One proposed fix has been a Universal Basic Income. Americans got a taste of that in the early days of the COVID-19 pandemic when the government released one-time payments. That stimulated the economy. Consumer spending surged.

In May 2020, personal spending rose 8.2 percent from the month prior. That had the same effect during the second round of government payouts. Consumer spending ticked up by more than 4 percent in the months following the second release, which was in early 2021.

However, that was one of the many reasons why inflation soared in the years following.

Printing more money means that the individual dollar is less valuable than it once was, driving up prices. Yet wages did not grow nearly fast enough.

“Only a few years ago, it used to be that one in three Americans working full time lived in poverty. We are inching closer to one in two,” Jayaraman said.

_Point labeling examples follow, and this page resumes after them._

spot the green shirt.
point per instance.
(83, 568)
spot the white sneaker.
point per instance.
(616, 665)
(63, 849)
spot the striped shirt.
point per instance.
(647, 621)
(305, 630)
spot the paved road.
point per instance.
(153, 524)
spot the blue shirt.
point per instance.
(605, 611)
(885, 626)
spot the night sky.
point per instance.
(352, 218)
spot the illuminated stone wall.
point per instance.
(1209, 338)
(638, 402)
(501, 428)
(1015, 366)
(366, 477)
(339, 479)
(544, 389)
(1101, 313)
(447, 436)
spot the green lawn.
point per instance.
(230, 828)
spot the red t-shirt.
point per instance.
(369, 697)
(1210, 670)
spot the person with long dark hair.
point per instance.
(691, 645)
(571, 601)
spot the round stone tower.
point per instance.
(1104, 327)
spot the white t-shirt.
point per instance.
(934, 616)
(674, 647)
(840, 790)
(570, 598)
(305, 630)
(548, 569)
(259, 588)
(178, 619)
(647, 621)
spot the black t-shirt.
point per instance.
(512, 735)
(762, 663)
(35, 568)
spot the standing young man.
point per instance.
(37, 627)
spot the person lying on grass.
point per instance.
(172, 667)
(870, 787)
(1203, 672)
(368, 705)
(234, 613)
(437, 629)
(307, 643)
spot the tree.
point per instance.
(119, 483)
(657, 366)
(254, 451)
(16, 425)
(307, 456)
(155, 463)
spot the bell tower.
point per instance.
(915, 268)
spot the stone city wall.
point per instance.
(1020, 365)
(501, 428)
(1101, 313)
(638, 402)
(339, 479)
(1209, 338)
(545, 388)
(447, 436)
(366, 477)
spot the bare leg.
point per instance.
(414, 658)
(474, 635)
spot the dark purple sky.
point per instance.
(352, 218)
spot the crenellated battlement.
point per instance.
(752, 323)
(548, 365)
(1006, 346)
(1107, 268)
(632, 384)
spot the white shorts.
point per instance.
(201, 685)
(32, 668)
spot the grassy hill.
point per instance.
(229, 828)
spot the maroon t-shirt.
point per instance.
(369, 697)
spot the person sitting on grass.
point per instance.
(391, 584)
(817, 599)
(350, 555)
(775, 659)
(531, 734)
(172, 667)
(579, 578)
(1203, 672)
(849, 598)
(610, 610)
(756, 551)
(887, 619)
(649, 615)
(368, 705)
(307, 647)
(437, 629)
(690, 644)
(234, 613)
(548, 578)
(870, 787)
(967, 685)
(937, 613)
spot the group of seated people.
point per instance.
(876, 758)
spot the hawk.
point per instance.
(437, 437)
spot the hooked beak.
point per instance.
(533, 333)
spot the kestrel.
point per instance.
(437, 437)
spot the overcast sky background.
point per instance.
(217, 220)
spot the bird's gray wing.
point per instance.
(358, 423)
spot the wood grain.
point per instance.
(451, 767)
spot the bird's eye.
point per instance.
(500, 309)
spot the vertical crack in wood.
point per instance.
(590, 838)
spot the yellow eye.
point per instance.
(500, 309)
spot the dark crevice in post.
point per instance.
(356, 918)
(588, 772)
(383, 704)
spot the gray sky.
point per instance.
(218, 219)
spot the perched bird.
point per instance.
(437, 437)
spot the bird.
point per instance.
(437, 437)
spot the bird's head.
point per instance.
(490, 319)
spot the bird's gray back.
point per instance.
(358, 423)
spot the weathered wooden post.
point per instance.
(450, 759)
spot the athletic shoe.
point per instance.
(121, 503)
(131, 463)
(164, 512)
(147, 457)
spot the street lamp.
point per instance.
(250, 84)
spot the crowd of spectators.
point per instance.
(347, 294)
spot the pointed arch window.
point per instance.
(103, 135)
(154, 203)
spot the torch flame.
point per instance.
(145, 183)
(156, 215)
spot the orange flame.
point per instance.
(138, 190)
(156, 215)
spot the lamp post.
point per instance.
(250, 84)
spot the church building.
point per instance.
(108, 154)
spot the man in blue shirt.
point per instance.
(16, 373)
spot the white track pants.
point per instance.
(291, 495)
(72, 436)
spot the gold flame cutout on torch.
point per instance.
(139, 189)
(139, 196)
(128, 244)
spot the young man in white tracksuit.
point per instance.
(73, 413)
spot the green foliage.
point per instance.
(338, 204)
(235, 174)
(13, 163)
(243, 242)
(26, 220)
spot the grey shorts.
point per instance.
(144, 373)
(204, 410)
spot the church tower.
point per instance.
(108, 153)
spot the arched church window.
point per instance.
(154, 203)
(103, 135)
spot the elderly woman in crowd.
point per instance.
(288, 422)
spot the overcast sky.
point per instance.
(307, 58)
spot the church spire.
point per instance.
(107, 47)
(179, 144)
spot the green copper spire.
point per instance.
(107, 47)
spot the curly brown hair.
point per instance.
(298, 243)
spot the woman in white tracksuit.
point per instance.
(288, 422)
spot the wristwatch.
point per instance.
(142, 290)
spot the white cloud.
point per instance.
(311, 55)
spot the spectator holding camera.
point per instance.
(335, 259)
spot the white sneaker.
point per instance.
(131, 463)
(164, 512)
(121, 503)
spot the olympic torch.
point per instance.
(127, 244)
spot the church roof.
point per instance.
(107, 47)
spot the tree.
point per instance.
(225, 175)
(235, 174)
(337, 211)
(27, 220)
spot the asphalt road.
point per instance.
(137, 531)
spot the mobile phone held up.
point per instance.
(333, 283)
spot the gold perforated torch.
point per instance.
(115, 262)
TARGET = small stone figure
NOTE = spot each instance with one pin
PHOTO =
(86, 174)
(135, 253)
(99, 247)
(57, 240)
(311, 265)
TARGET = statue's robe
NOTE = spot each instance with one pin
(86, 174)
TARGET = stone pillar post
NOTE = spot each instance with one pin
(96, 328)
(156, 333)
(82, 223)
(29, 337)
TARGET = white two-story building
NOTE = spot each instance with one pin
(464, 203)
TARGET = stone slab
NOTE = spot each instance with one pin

The Department of Labor for its part is taking steps to address massive shifts in the economic makeup of the US. In September, the department announced a $57m grant to expand job training programmes, including in large population centres like New York, California, Illinois and Ohio.

The move is aimed at helping those who are underemployed pivot into high-demand and expanding industries related to addressing climate change and staffing up the US’s infrastructure projects.

While the programme is expected to have widespread effects, the Labor Department says it will help about 10,000 workers.

It also comes alongside a wave of unionisation efforts across big businesses like Amazon to even small independent coffee shops. Several companies and trade have successfully lobbied for higher wages and fairer contracts.

That, however, came from empowered workers in individual sectors rather than overarching policies from Washington.

The Biden administration has been largely supportive of unions that have called for fairer contracts like the United Auto Workers, for instance.

Movement, however, is slow. Wage increases are often staggered marginally over several years. The required wage increases for federal contractors were unilaterally implemented by executive order in April 2021 – three months into Biden’s presidency. It took effect a few weeks ago.

But as Washington hypothesises over a myriad of potential solutions, people like Monroe still have rent and electricity bills piling up.

“I’m basically living paycheque to paycheque right now,” Monroe said.